Because it is like having a 40 day retreat in the middle of your real life.
Am I nuts that I love Lent? Is it crazy to look forward to a penitential season that is designed to purify us? Perhaps. But somehow I have grown to love the quiet, simple, introspective time. I like that, unlike Advent, I never feel like I am wandering the desert alone. Instead, I feel like it is hard core one on one time with Jesus. He kind of coaches me through it.
I like giving stuff up. It always hard and I inevitably do it imperfectly, which helps me remember that striving for perfection is a form of spiritual hubris. Only God is perfect. My failure forces me to rely on God. At first, that seemed ironic, that I would ask God to help me with something that was meant to be a gift to him. But in the end, I realized that my asking him for help probably was the gift he most wanted.
I like that the material world takes a back seat to the spiritual.

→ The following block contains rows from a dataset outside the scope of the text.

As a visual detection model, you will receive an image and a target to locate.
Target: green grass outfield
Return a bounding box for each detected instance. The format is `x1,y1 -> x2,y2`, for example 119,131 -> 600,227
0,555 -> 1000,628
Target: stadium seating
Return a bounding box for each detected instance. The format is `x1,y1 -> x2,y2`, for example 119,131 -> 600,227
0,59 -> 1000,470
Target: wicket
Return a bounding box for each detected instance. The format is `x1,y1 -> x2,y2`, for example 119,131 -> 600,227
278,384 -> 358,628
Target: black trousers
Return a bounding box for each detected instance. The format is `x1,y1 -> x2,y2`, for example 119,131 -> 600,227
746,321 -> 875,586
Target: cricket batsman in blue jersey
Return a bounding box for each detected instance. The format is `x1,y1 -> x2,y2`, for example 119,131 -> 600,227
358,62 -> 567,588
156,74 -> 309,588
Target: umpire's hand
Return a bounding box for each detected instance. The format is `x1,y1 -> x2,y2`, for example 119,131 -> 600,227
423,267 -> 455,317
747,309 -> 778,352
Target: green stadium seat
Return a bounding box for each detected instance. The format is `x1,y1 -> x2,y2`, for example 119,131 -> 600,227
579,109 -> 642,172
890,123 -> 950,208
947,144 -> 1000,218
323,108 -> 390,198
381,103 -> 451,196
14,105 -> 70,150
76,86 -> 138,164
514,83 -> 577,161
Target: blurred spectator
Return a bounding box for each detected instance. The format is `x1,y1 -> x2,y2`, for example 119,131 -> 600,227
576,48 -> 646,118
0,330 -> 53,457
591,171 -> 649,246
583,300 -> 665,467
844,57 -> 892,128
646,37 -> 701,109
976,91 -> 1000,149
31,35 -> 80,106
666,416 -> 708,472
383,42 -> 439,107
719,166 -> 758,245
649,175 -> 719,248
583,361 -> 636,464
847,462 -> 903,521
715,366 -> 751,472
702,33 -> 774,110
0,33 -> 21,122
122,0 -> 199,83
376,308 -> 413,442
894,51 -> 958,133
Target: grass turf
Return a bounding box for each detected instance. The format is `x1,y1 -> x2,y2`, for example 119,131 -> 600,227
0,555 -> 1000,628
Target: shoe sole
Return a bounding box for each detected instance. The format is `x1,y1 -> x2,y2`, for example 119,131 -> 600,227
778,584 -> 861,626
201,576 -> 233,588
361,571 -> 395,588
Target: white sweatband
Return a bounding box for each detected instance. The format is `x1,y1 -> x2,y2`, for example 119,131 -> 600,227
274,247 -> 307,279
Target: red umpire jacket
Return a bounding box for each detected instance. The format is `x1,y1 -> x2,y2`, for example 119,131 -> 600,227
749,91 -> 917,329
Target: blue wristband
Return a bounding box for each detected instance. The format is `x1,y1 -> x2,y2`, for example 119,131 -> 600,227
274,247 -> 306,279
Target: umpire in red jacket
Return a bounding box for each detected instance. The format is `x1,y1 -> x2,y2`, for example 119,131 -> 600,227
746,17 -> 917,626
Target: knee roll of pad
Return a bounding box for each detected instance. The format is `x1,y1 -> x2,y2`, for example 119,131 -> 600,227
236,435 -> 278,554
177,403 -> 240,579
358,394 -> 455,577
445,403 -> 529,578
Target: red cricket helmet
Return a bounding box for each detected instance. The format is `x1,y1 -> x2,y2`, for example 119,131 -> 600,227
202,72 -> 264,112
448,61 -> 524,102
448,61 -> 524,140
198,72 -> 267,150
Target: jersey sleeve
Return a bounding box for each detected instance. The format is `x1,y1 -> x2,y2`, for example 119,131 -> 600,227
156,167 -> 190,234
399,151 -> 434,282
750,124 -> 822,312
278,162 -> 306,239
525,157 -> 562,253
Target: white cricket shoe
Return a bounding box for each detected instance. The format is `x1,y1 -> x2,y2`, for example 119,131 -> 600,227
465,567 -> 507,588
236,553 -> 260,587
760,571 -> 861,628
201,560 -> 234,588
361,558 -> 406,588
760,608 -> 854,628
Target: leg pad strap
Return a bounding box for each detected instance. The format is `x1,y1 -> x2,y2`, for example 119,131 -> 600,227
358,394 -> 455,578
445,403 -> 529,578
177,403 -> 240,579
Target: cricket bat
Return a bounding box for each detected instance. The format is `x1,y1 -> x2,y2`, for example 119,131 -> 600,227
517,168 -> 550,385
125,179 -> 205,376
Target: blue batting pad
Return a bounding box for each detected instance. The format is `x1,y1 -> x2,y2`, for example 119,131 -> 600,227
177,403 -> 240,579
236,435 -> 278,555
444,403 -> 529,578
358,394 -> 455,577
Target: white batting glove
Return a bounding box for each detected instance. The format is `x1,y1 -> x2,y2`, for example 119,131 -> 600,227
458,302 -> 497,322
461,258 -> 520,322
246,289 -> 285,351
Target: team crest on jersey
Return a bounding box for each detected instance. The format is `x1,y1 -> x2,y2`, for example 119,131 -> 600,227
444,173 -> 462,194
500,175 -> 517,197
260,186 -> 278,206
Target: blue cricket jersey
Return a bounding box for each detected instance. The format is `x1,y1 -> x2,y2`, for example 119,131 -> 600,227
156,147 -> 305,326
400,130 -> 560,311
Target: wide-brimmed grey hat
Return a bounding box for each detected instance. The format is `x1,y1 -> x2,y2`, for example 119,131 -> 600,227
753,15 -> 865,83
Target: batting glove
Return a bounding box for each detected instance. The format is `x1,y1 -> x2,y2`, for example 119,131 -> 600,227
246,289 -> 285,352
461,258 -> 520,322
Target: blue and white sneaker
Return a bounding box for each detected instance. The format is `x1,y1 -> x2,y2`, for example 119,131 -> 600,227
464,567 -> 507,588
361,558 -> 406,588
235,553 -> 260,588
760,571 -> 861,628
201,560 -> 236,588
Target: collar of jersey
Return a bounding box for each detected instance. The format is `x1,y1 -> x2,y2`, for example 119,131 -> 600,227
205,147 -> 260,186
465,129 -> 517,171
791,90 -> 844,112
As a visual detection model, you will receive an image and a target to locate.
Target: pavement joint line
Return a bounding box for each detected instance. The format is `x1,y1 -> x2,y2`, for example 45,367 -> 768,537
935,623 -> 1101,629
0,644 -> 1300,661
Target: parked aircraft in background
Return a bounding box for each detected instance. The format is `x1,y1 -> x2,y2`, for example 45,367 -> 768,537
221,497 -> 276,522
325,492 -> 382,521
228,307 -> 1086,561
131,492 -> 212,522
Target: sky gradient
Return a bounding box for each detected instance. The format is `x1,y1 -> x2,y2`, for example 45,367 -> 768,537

Emotions are close to the surface. Things take on a new significance. The world seems full of signs and wonders.
I don't feel lack. To me, being off in the desert with my Beloved never feels like sacrifice or punishment. It's emptiness is more a privilege. A joy. A gift. Even when it is painful and difficult.
This year, I haven't thought about what I will give up to God. I have already put down sugar and, for the most part, booze. I don't smoke. Maybe I should try giving up cussing! And I am going to read the New Testament. And abstain from meat on Fridays. All of these little intrusions into my day to day life will serve as reminders that I live for God. That I want to offer everything to him. That life in him is the greatest joy of all.
I love Lent.
So tell me, dear readers, what are you doing for Lent this year?